I recently completed Unity’s AR Mobile Development Pathway and have been planning and starting work on this project for a few weeks. My goal is to complete it in a reasonable timeframe, ensuring it has enough features to make publishing an app with my newly acquired skills worthwhile.
The name AR Sandbox fits perfectly because it’s essentially an app for my experiments. The plan is to add content that I want to test, and in the future, I can incorporate more trials.
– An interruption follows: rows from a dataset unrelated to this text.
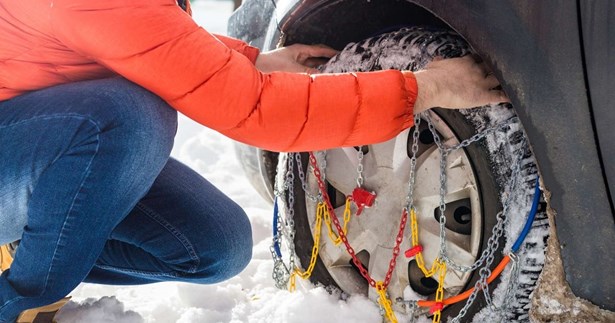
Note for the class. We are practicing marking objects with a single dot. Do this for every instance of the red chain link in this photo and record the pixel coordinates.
(351, 252)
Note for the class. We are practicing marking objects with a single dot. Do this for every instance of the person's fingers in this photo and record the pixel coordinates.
(322, 51)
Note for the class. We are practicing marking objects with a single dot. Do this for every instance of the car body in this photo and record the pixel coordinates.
(556, 62)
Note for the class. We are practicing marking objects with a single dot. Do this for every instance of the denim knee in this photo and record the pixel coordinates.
(233, 251)
(144, 122)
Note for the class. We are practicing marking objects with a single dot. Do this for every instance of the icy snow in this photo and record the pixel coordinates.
(249, 297)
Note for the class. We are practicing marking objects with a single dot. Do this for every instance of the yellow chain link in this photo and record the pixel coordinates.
(5, 258)
(440, 291)
(317, 228)
(334, 237)
(385, 303)
(420, 261)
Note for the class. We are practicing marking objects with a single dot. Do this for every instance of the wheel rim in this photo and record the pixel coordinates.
(372, 234)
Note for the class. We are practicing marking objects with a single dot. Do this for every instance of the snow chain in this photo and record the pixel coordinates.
(284, 275)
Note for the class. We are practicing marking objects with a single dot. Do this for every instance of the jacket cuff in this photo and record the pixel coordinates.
(411, 95)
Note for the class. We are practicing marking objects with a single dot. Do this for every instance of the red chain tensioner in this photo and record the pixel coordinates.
(351, 252)
(362, 199)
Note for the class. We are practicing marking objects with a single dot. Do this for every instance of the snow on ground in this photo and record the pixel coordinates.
(249, 297)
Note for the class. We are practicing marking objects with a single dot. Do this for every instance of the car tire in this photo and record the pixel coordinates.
(412, 49)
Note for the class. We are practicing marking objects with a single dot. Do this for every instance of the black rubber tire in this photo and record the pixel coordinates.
(489, 175)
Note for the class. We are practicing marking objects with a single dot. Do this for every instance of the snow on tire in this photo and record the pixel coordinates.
(490, 160)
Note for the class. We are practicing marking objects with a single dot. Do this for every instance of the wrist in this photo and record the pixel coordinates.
(424, 91)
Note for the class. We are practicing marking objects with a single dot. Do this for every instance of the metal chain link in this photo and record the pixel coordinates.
(493, 244)
(360, 167)
(442, 206)
(482, 134)
(313, 197)
(414, 149)
(282, 272)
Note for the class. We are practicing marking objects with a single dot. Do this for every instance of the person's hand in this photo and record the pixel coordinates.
(456, 83)
(295, 58)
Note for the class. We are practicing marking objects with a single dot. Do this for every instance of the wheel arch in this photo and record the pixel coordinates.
(534, 48)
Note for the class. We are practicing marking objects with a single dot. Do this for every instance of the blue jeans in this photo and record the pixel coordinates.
(87, 185)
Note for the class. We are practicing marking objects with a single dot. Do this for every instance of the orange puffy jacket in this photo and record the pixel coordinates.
(211, 79)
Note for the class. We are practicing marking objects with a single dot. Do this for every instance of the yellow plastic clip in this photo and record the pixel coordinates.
(385, 303)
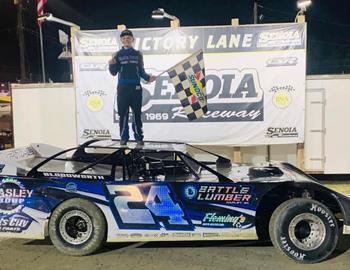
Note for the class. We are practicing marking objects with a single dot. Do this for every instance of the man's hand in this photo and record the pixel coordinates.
(112, 61)
(152, 78)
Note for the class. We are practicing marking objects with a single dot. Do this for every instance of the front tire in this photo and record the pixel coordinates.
(77, 227)
(304, 230)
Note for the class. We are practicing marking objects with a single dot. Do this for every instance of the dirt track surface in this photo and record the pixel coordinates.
(27, 254)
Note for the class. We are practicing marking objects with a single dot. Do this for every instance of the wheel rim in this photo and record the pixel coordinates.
(75, 227)
(307, 231)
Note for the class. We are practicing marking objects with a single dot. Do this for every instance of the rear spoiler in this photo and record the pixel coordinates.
(15, 157)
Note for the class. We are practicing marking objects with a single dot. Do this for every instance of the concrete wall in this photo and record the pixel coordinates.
(336, 120)
(44, 113)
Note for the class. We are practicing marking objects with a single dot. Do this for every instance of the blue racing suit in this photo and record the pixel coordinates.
(129, 67)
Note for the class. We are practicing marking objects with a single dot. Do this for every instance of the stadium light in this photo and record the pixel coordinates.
(303, 4)
(160, 13)
(49, 17)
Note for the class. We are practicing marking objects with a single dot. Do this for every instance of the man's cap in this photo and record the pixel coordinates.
(126, 32)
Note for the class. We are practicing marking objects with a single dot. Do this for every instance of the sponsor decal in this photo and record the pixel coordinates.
(292, 252)
(181, 235)
(233, 95)
(282, 96)
(279, 39)
(227, 194)
(93, 66)
(322, 211)
(15, 223)
(71, 187)
(196, 88)
(12, 196)
(72, 175)
(213, 219)
(94, 100)
(282, 61)
(98, 44)
(18, 154)
(94, 133)
(211, 234)
(190, 192)
(281, 132)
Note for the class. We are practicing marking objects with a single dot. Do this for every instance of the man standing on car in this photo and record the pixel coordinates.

The best part is that these tests will be available for everyone to enjoy for free.
The initial concept includes 3 scenes:
In this first scene, the goal is to track the user’s face using the front (selfie) camera, allowing users to choose from a variety of accessories like masks, beards, glasses, and other filters.
Some filters will trigger effects, sounds, or change the environment’s appearance upon selection.
And the best part is, once you’ve chosen your favorite filter, you can take a photo that will be saved on your device for sharing.
The second scene features a similar list to the first, but this time with objects like tables, chairs, dinosaurs, and helicopters. Cool, right?
The idea is to add one or all of these objects to the environment seen through your phone’s rear camera.
It’s crucial to be able to select, move, scale, rotate, or simply delete these objects as you wish.
I also want to work on occlusion so that people can appear in front of or behind these objects.
Of course, all this is only possible after recognizing the “terrain” and its different horizontal and vertical planes.
Once you’ve created your ideal environment with a helicopter and a dinosaur, you can take a photo and share it.
Using the same recognition of horizontal planes, you can summon your companion robot. This robot will stay where you’ve placed it and can move where you direct. You can interact with it by tapping, ensuring it doesn’t run out of battery by giving it batteries, and other actions.
The robot will respond with various animations and sounds.
For now, AR Sandbox will have these 3 screens. All assets will be free-to-use models, which I’ll credit in a special section. As mentioned, my aim is to release this app for free on Android (Google Play Store) once it’s complete.
This project is my way of showcasing my augmented reality skills with a personal touch.
I’ll be back soon with updates on AR Sandbox!